Worlds Within Worlds: The Story of Nuclear Energy, Volume 2 (of 3) / Mass and Energy; The Neutron; The Structure of the Nucleus - Isaac Asimov

Could it be that something was cancelling part of the positive electric charge? The only thing that could do so would be a negative electric charge[1] and these were to be found only on electrons as far as anyone knew in 1914. It seemed reasonable, then, to suppose that a nucleus would contain about half as many electrons in addition to the protons. The electrons were so light, they wouldn’t affect the mass much, and they would succeed in cancelling some of the positive charge.

Thus, according to this early theory, now known to be incorrect, the helium nucleus contained not only 4 protons, but 2 electrons in addition. The helium nucleus would then have a mass number of 4 and an electric charge (atomic number) of 4 - 2, or 2. This was in accordance with observation.

This “proton-electron theory” of nuclear structure accounted for isotopes very nicely. While oxygen-16 had a nucleus made up of 16 protons and 8 electrons, oxygen-17 had one of 17 protons and 9 electrons, and oxygen-18 had one of 18 protons and 10 electrons. The mass numbers were 16, 17, and 18, respectively, but the atomic number was 16 - 8, 17 - 9, and 18 - 10, or 8 in each case.

Again, uranium-238 has a nucleus built up, according to this theory, of 238 protons and 146 electrons, while uranium-235 has one built up of 235 protons and 143 electrons. In these cases the atomic number is, respectively, 238 - 146 and 235 - 143, or 92 in each case. The nucleus of the 2 isotopes is, however, of different structure and it is not surprising therefore that the radioactive properties of the two—properties that involve the nucleus—should be different and that the half-life of uranium-238 should be six times as long as that of uranium-235.

The presence of electrons in the nucleus not only explained the existence of isotopes, but seemed justified by two further considerations.

First, it is well known that similar charges repel each other and that the repulsion is stronger the closer together the similar charges are forced. Dozens of positively charged particles squeezed into the tiny volume of an atomic nucleus couldn’t possibly remain together for more than a tiny fraction of a second. Electrical repulsion would send them flying apart at once.

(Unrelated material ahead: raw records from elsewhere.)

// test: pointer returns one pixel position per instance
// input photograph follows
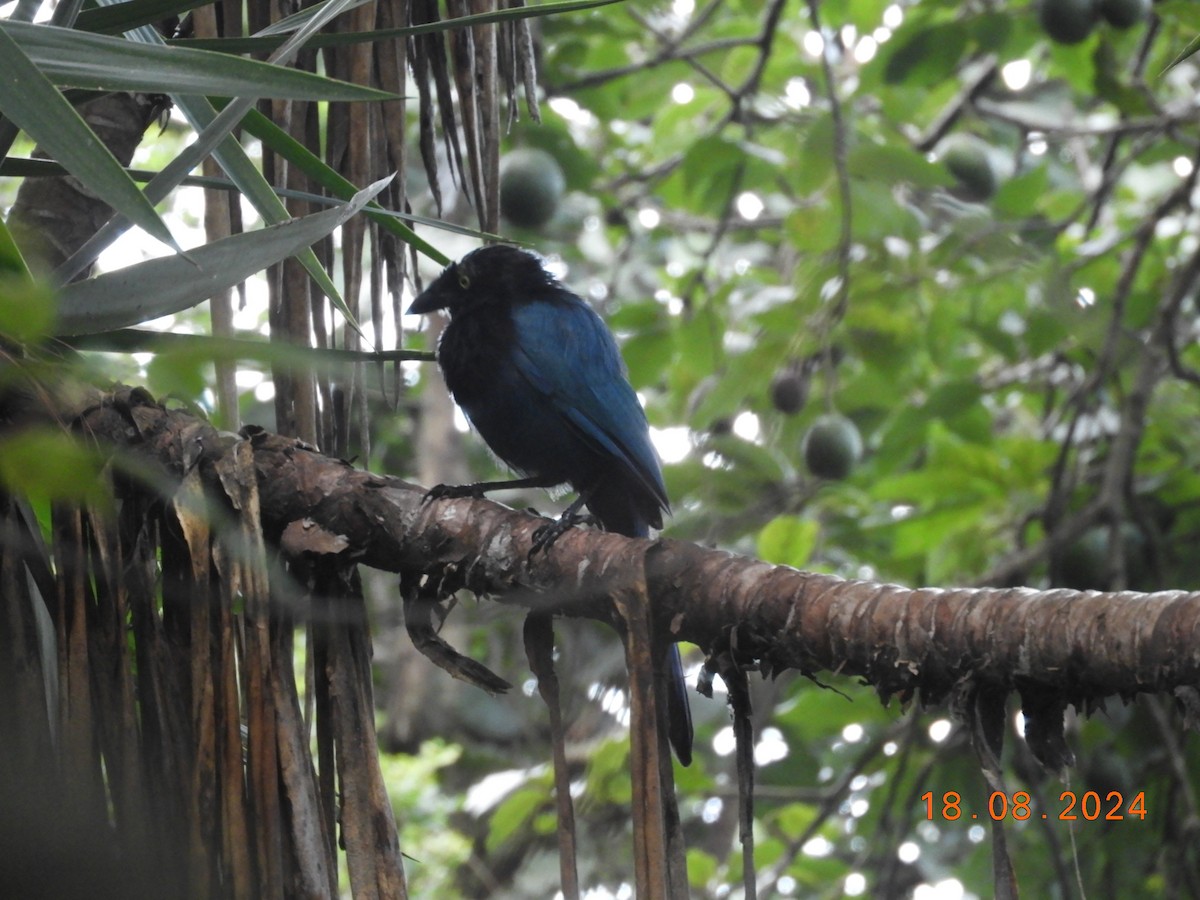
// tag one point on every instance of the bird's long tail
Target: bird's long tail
(678, 709)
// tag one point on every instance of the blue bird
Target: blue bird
(539, 376)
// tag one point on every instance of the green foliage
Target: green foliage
(1015, 337)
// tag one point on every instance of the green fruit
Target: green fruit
(532, 184)
(969, 160)
(832, 447)
(1067, 21)
(1125, 13)
(789, 391)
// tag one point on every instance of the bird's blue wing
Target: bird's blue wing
(565, 352)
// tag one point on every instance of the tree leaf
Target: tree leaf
(169, 285)
(77, 59)
(34, 103)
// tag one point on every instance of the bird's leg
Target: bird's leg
(547, 534)
(478, 490)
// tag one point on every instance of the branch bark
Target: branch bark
(1054, 647)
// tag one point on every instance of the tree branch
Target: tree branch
(1061, 646)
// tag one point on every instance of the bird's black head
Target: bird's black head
(490, 275)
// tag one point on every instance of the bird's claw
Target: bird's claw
(544, 537)
(453, 492)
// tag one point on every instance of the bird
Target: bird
(539, 376)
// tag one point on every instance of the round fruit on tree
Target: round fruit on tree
(969, 160)
(532, 185)
(1067, 21)
(790, 390)
(832, 447)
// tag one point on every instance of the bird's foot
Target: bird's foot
(545, 535)
(453, 492)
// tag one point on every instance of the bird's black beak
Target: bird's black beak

On the other hand, opposite charges attract, and a proton and an electron would attract each other as strongly as 2 protons (or 2 electrons) would repel each other. It was thought possible that the presence of electrons in a collection of protons might somehow limit the repulsive force and stabilize the nucleus.

Second, there are radioactive decays in which beta particles are sent flying out of the atom. From the energy involved they could come only out of the nucleus. Since beta particles are electrons and since they come from the nucleus, it seemed to follow that there must be electrons within the nucleus to begin with.

The proton-electron theory of nuclear structure also seemed to account neatly for many of the facts of radioactivity.

Why radioactivity at all, for instance? The more complex a nucleus is, the more protons must be squeezed together and the harder, it would seem, it must be to keep them together. More and more electrons seemed to be required. Finally, when the total number of protons was 84 or more, no amount of electrons seemed sufficient to stabilize the nucleus.